Suppose $G$ is a finite group with subgroups $H_i\leq G$, for $i\in\{1,2,3\}$, such that

• $H_i$ is nilpotent for all $i\in\{1,2,3\}$,
• if $i,j\in\{1,2,3\}$ are distinct then $\text{gcd}([G:H_i],[G:H_j])=1$.

Prove that $G$ is nilpotent.

Answer 1

We show each Sylow $p$-subgroup is normal.

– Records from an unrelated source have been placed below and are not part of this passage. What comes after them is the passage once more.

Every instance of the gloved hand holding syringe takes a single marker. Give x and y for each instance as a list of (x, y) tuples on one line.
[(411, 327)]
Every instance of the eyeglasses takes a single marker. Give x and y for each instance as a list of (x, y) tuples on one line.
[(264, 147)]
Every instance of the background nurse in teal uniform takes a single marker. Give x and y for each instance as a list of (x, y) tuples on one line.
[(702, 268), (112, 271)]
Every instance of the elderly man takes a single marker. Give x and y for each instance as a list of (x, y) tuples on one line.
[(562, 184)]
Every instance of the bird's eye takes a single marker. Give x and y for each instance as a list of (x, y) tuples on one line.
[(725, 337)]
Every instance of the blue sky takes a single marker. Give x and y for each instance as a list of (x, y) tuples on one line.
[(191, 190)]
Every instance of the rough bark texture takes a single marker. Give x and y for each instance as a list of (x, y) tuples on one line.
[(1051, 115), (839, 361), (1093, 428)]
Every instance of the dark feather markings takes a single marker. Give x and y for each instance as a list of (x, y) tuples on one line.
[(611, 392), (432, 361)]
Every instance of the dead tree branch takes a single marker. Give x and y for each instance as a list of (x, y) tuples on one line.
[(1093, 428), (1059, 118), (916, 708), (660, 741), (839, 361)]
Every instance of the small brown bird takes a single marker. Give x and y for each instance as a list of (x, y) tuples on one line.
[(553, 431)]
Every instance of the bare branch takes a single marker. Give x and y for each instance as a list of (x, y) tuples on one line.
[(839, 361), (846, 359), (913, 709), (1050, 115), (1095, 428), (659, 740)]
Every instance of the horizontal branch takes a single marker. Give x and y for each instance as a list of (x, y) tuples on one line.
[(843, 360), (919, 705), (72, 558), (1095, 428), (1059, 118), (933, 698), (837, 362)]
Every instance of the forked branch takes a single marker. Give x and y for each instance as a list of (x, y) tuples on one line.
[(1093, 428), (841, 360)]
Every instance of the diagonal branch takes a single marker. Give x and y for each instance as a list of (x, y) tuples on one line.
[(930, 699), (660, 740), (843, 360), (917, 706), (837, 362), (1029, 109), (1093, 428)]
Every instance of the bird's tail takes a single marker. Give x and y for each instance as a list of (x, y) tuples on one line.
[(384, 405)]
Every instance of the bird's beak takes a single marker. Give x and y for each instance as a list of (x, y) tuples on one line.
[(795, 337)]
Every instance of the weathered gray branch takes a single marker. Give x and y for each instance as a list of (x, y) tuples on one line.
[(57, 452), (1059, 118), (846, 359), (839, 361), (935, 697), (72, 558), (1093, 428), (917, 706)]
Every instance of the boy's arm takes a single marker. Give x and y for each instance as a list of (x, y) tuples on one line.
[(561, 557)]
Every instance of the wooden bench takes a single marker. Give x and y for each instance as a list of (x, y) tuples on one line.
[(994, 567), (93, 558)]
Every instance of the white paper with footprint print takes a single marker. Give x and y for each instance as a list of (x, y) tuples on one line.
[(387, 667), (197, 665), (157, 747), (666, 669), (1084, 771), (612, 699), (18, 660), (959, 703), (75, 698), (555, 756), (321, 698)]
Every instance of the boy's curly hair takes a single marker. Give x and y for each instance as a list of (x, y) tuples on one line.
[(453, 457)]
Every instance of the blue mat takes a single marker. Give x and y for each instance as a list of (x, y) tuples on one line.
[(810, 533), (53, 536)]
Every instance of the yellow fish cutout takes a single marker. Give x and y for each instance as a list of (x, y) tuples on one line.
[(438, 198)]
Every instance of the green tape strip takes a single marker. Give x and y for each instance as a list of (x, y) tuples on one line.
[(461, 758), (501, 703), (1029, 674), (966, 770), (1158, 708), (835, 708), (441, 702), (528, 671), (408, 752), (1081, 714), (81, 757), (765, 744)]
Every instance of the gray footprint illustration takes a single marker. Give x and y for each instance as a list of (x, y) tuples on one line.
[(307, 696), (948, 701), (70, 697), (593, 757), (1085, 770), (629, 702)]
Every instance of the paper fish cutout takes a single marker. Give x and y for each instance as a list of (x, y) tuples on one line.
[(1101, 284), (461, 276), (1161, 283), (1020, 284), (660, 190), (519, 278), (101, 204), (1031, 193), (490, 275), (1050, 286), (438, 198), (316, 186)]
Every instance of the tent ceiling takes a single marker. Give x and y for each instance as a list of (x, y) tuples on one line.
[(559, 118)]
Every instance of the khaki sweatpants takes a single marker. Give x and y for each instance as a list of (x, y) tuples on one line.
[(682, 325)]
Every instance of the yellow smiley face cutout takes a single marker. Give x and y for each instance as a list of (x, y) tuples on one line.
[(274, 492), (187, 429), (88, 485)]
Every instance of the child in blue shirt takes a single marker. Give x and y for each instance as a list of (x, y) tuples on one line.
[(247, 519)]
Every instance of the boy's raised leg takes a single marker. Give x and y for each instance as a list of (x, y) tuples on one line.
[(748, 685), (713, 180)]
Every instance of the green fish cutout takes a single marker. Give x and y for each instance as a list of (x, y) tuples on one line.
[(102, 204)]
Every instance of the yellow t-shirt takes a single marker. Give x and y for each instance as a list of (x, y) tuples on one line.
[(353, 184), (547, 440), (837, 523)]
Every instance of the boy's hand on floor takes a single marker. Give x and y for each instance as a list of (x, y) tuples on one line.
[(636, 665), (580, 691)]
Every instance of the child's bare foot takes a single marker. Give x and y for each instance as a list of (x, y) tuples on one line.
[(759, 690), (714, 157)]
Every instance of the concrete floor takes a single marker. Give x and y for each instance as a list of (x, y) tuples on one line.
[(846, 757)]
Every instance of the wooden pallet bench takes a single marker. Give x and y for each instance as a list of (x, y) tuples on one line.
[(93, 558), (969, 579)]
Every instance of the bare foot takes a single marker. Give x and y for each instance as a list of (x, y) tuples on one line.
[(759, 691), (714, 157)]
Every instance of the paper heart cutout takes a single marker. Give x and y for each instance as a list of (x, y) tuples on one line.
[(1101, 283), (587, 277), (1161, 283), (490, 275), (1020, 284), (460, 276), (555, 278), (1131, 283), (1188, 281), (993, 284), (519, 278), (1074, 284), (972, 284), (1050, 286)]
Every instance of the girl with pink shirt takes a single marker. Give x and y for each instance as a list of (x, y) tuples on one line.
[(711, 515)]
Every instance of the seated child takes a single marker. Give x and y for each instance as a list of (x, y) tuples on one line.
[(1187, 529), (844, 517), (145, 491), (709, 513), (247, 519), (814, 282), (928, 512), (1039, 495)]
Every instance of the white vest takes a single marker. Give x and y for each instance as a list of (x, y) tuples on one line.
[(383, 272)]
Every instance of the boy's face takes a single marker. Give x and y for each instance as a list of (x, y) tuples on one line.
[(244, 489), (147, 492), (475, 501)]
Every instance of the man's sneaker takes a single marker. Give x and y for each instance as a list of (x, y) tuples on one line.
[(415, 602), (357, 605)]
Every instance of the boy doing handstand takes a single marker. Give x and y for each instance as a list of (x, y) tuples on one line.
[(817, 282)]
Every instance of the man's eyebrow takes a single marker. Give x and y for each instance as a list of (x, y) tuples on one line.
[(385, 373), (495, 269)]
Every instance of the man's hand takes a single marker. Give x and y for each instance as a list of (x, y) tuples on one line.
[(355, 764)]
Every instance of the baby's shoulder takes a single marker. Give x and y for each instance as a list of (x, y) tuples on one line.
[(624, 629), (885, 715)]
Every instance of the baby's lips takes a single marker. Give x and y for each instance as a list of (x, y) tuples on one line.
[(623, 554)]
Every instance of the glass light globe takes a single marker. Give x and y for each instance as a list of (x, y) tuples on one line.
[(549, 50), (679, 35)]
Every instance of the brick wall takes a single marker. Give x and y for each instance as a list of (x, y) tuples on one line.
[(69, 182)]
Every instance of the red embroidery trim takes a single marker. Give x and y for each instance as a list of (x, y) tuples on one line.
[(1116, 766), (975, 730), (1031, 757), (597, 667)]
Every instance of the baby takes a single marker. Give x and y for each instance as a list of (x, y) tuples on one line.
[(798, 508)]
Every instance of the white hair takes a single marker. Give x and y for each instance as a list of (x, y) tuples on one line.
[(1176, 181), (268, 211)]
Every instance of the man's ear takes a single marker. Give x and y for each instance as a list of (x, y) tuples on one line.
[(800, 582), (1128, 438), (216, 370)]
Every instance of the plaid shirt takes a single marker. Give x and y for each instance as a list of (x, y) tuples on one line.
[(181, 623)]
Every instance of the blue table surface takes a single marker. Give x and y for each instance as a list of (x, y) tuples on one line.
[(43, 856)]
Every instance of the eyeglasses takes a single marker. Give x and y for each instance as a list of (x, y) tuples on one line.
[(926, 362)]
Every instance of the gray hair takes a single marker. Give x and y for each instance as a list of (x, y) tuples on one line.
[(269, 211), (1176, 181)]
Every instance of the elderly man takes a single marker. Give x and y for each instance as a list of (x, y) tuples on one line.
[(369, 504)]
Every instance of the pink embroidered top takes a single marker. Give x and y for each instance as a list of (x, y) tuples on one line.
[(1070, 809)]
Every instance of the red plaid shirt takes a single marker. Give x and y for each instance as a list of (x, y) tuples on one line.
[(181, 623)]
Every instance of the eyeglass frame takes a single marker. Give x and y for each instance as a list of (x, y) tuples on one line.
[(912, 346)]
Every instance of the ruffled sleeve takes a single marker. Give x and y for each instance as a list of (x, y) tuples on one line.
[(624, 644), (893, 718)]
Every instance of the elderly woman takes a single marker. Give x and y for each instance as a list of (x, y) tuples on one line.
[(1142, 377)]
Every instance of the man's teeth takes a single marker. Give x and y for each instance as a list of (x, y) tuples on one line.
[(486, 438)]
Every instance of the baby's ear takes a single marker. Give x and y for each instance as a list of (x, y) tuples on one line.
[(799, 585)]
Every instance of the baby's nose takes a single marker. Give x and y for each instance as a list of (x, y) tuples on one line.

Let $p$ be a prime dividing $|G|$. Since the $[G:H_i]$ are relatively prime, $p$ can only divide one of the $[G:H_i]$. Let $\{i,j,k\} =\{1,2,3\}$ and let $P_j$ be a Sylow $p$-subgroup of $H_j$. Since $p$ does not divide $[G:H_j]$, $P_j$ is also a Sylow $p$-subgroup of $G$. Similarly, let $P_k$ be a Sylow $p$-subgroup of $H_k$ and conclude it is a Sylow $p$-subgroup of $G$. By Sylow's theorem, some conjugate of $H_k$ (WLOG $H_k$ itself) contains $P_j$, so (by the same WLOG) we can take $P=P_j=P_k$. Since both $H_j$ and (that conjugate of) $H_k$ are nilpotent, $P$ is normal in both $H_j$ and (that conjugate of) $H_k$. Let $q$ be a prime dividing $|G|$. Since $\gcd([G:H_j],[G:H_k])=1$, $q$ divides at most one of $[G:H_j],[G:H_k]$, so one of $H_j$, (that conjugate of) $H_k$ contains a Sylow $q$-subgroup $Q$ of $G$. Since both $H_j$ and $H_k$ are nilpotent, we get that $Q$ normalizes $P$. Hence the normalizer $N=N_G(P)$ of $P$ in $G$ contains a Sylow $q$-subgroup of $G$ for every prime divisor $q$ of $G$, so $[G:N_G(P)]$ is not divisible by any prime $q$, so $N_G(P)=G$ and $P$ is normal in $G$.